With all due deference to the decision of the High Court of Australia, we believe that the word "Manila" in conjunction with the letters "c. i. f." must mean that the contract price, covering costs, insurance, and freight, signifies that delivery was to be made at Manila. If the plaintiff company had seriously thought that the place of delivery was New York and not Manila, it would, not have gone to the trouble of making fruitless attempts to substitute goods for the merchandise named in the contract, but would have permitted the entire loss of the shipment to fall upon the defendant.

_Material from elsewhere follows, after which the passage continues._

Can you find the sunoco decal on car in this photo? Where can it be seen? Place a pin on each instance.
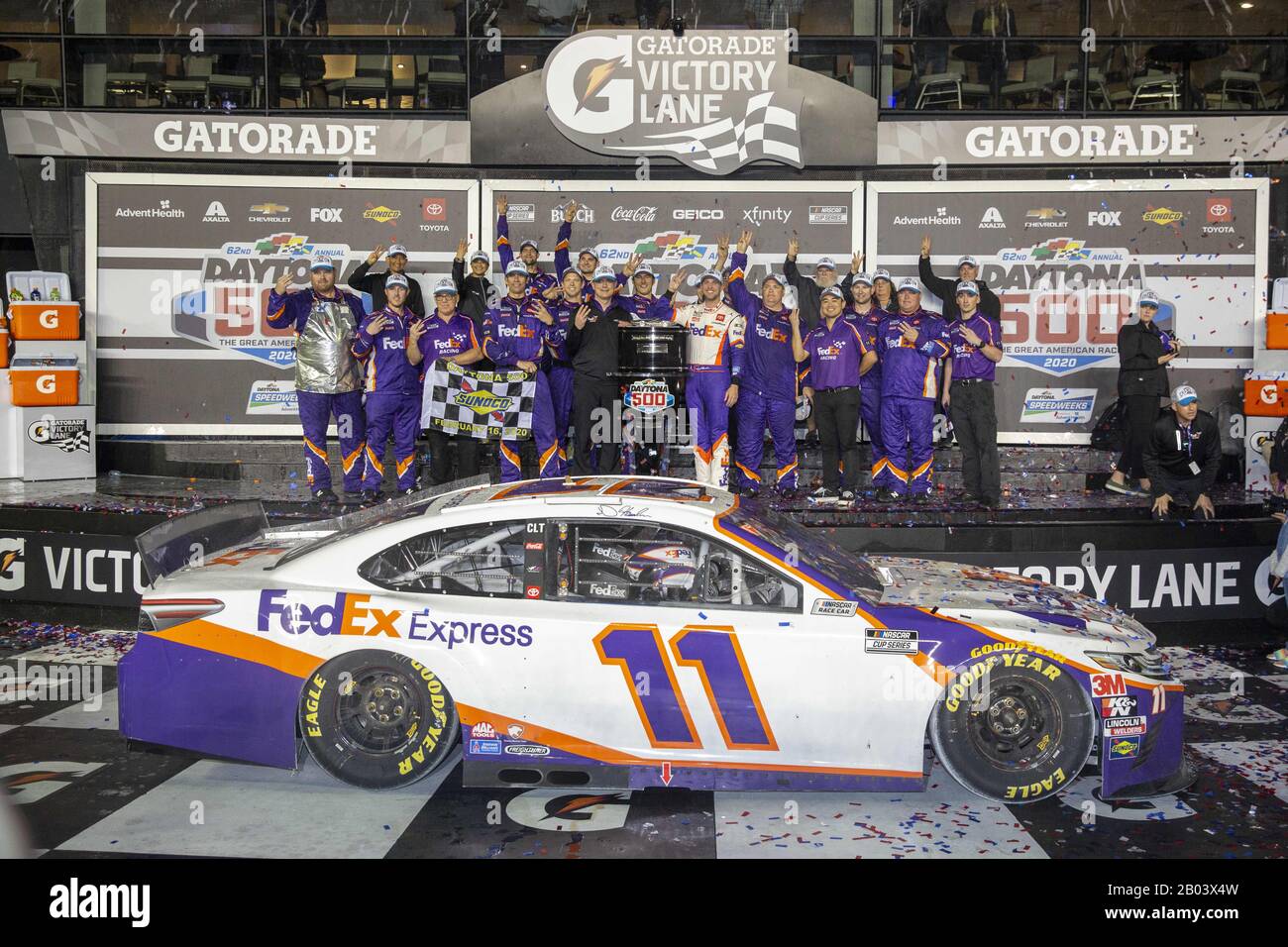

Under plaintiff's hypothesis, the defendant would have been the absolute owner of the specific soda confiscated at Penang and would have been indebted for the contract price of the same.

This view is corroborated by the facts. The goods were not shipped nor consigned from New York to plaintiff. The bill of lading was for goods received from Neuss Hesslein & Co. The documents evidencing said shipment and symbolizing the property were sent by Neuss Hesslein & Co. to the Bank of the Philippine Islands with a draft upon Behn, Meyer & Co. and with instructions to deliver the same, and thus transfer the property to Behn, Meyer & Co. when and if Behn Meyer & Co. should pay the draft.

The place of delivery was Manila and plaintiff has not legally excused default in delivery of the specified merchandise at that place.


Facts. The contract provided for: "Embarque: March, 1916." The merchandise was in fact shipped from New York on the Steamship Chinese Prince on April 12, 1916.

Law. The previous discussion makes a resolution of this point unprofitable, although the decision of the United States Supreme Court in Norrington vs. Wright ([1885], 115 U. S., 188) can be read with profit. Appellant's second and third assignments of error could, if necessary, be admitted, and still it could not recover.


To answer the inquiry with which we began this decision, the contract between the parties was for 80 drums of caustic soda, 76 per cent "Carabao" brand, at the price of $9.75 per one hundred pounds, cost, insurance, and freight included, to be shipped during March, 1916, to be delivered at Manila and paid for on delivery of the documents.


In resume, we find that the plaintiff has not proved the performance on its part of the conditions precedent in the contract. The warranty the material promise of the seller to the buyer has not been complied with. The buyer may therefore rescind the contract of sale because of a breach in substantial particulars going to the essence of the contract. As contemplated by article 1451 of the Civil Code, the vendee can demand the fulfilment of the contract, and this being shown to be impossible, is relieved of his obligation. There thus being sufficient ground for rescission, the defendant is not liable.

The judgment of the trial court ordering that the plaintiff take nothing by its action, without special finding as to costs, is affirmed, with the costs of this instance against the appellant. So ordered.

Arellano, C. J., Torres, Johnson, Street, and Avanceña, JJ., concur.